Listed Building – Category B
- Designated: 15 December 1970
- Reference no.: LB32884

= Partick Trinity Church =

Partick Trinity Church is a 19th century Parish church of the Church of Scotland, located in the Partick area of Glasgow, Scotland.

==History of the Church building==
The church building was founded as Partick East United Free Church and was built between 1897 and 1899 in the Scottish Neo-Gothic style, on designs by John Bennie Wilson. Red sandstone was used to build the church, which includes an octagonal Staircase tower linking the church hall and vestry.

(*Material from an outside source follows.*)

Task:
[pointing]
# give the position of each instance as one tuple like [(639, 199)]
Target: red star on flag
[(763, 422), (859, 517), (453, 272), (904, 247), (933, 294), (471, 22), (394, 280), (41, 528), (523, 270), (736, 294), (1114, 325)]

==History of the congregation==
The current congregation consists of the union of three former separate congregations. The church was built to be used as the parish church of the Partick East congregation, which was founded in September 1863. The congregation was founded as a parish of the United Presbyterian Church, but which became part of the United Free Church of Scotland when the Free Church of Scotland and the United Presbyterian Church united in 1900. Upon union with the Church of Scotland, the congregation became a parish of the Church of Scotland serving the east side of Partick.

In 1984, with the closure of Dowanhill Parish Church, which was the original and first church congregation in Partick, the Dowanhill congregation merged with the East Partick congregation forming East Partick and Dowanhill Parish Church. A further union took place in 1990, when the congregation of Old Partick Church united with East Partick and Dowanhill, forming Partick Trinity Parish Church.